Do "pip install -r requirements.txt" to install all the dependencies.
After configuring or setting env varoiables, simply start the server. The server will only launch if the models and tokenizers are present on AWS S3 storage. They are stored as zip files to reduce file size. The artifacts would be downlaoded, extracted (unziped), and the zip files would be deleted. After all these processes are succcessful, only then the FastAPI server will start serving requests.
Note: For experimenting with this project, you will need to store the models and tokenizers on your AWS S3 storage and you will need your own AWS credentials. The model and tokenizer's public access is blocked.
Note: The Nginx files were for local use. The frontend was served with Nginx acting as a web server for frontend.
Essays represent a person's critical thinking. It provides a glimpse into a person's mind. This serves as an approach to cultivate thoughts and ideas, and also a way to evaluate a person. This method is used by academia and educational institutions. Essay evaluation has been performed manually by humans; which is subject to many factors and could lead to inconsistency.
The user provides their essay on a web-form and also selects the AI model that will evaluate the essay. The request would be forwarded to backend fastapi server and it will evaluate the essay and send the score back to the user, below the form.
-
We chose to load all the models and tokenizers at the start of the server, so we can serve every request within a definitive range of latency.
- The trade-off is between postponing the download of all the supported tokenizer and models until they are asked for and serving results by all the models with a constant and definitive latency even for the first time.
- The former approach does not download all the models and tokenizers before initializing the backend Fastapi server. This would only download the tokenizer and the model that is asked for. For e.g., if the LSTM model is not asked for the first 10 days, then it would save local storage space of storing the LSTM model for those 10 days.
- But the limitation of this approach is that, for the first request that asks for the new model, it would have to bear the time delay of downlaoding and loading the model. It would also need complex logic of maintaining multiple threads from downloading the new model when it is demanded concurrently.
- The later approach takes a little bit longer to start the server as it downloads all the tokenizers and models before initializing the backend server. This would also help in serving every request, even the very first request for each model, in a predictive and definitive time without any anomalies.
- It would also provide the benefit of robust availability and readiness of all the models befores serving the users.
-
Storing the project secrets in a configuration file.

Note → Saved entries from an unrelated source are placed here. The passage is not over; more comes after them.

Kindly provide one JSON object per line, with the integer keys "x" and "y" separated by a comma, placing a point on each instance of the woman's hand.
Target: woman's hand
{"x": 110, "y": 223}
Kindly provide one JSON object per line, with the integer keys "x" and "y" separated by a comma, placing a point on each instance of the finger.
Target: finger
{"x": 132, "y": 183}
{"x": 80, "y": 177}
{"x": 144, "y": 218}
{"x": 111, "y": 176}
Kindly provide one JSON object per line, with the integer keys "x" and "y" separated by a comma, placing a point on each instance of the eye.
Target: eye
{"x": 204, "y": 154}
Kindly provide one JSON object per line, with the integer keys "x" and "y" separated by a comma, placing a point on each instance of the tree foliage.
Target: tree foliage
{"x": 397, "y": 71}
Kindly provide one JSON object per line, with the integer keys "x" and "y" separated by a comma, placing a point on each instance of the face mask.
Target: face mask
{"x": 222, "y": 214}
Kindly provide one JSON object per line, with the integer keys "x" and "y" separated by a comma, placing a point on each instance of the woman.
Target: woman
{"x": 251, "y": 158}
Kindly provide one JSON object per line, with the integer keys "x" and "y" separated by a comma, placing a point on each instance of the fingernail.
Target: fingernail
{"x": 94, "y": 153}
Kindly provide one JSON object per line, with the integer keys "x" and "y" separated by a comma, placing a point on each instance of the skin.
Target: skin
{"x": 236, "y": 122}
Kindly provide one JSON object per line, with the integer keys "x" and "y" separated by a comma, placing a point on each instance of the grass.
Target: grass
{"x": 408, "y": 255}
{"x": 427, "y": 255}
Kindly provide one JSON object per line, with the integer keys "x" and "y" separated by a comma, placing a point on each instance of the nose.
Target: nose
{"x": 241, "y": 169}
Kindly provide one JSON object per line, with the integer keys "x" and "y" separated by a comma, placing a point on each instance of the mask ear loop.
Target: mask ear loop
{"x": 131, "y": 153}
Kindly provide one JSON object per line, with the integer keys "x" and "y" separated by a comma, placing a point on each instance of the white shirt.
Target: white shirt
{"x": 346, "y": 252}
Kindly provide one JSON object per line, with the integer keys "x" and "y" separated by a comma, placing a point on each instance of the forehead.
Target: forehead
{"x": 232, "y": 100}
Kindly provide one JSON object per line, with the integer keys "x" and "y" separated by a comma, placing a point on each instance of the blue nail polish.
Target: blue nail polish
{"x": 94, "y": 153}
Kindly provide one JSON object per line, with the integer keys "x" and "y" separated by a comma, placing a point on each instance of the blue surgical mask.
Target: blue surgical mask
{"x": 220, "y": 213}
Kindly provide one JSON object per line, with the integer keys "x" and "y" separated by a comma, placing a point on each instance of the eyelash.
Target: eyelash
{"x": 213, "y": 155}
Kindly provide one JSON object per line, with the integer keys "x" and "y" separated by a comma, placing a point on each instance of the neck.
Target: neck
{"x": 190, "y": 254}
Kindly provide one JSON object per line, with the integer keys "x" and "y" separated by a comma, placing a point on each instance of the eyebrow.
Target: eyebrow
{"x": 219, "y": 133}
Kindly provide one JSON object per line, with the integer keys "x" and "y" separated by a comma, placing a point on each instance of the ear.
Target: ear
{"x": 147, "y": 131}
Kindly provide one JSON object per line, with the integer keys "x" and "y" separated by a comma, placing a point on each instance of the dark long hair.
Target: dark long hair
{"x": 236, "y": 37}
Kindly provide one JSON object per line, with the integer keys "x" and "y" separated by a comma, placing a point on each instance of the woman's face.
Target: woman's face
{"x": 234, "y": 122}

- The paths and secrets are stored in a configuration instead of storing as environment variables. Both methods provide security to the sensitive data and credentials. For local development, environment variables of multiple projects can overlap. But for production environment, the secrets must be stored as environment variables or they can be saved with AWS Secrets Manager for decentralized security and flexibility and freedom of configuring an environment.
-
Using ONNX and TensorRT with warm-up to decrease latency.
- The models from Transformers library is in Pytorch. So, we convert the model to ONNX format which is optimized for inference. Then we use TensorRT to use GPU for model inference tasks and we again significantly decrease the inference latency.
- We would also use warm inputs so that all the artifacts are prperly loaded onto RAM and GPUs. And, now we will use this cached version to infer results.
- Try out Llama 3.1 8B for this use case. Its 128k context window will support large essays.
-
Convert Model to ONNX and serve with TensorRT to decrease inference latency by around 2-3x
-
Hosting the work live on AWS EC2 or on GitHub Pages with CI/CD with GitHub Actions.
-
Improving the Quadratic Kappa Score of the models, combat overfitting and acquire more essay data so the large models have sufficient data to train on.
-
We could leverage a vector database as a cache to store the vector embedddings of the input and check whether it matches with the previous queries. If it matches then we can serve cached results and the model won't be needed to infer on the redundant data. So, we need a vector database that can be leveraged and be used EFFICIENTLY as a caching system. But this would also introduce other features like cache invalidation frequency, embeddings being different but similar. If we introduce similarity matching, then we need to also narrow the down the correct technique for embedding similarity; e.g. Euclidean dist, cosine similarity, etc.
-
Add Nginx as Reverse Proxy and load balancer to provide additional security and efficiency.
-
Re-fine-tune the models with synthetic data.